Houve, outrora, no distrito de Santarém, uma vasta área denominada Foros de Muge. Casebres dispersos, terrenos incultos, estradas de areia, por aqui passava o Rei D. Miguel quando, de vilegiatura em Salvaterra de Magos, ia caçar veados na Tapada. Davam nas vistas as enormes extensões de terreno cobertas de Camarinheiros (plantas empetráceas que produzem frutos pequenos e redondos chamados Camarinhas) em tal quantidade que a designação de Foros de Muge foi, a pouco e pouco, pelo Rei e sua comitiva, substituída pela de Camarinhais.
O desenvolvimento da região fica a dever-se à exploração agrícola da Quinta da Sardinha, Casa Cadaval e Casa Mayer, o que originou uma vaga de pessoas oriundas dos concelhos de Soure e Pombal que, provavelmente, atraídos pela fama de fertilidade destes terrenos, viriam trabalhar nos espaços referidos. Em épocas geológicas remotas, esses terrenos foram submersos pelas águas do Tejo.
Quando, em 1902, se tornou imperioso dar o nome à Estação de Caminhos de Ferro que se ia inaugurar, não se sabe, se por deturpação da designação de Camarinhais, se pelo propósito de a simplificar, foi dado definitivamente à aldeia o nome de Marinhais. O rei D.Carlos inaugurou a via férrea do Setil a Vendas Novas e esteve na estação de Marinhais.

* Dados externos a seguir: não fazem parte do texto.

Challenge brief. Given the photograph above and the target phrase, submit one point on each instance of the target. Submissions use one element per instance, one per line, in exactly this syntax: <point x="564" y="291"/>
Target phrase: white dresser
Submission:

Marinhais é hoje uma localidade que tem diversificado as suas actividades económicas. Apesar do destaque para a agricultura, horticultura, fruticultura, vinicultura, permite uma larga projecção de outras como a carpintaria, a serralharia em alumínio, a construção civil e o comércio.
Locais de Interesse:
Igreja da Nossa Senhora da Glória (Matriz)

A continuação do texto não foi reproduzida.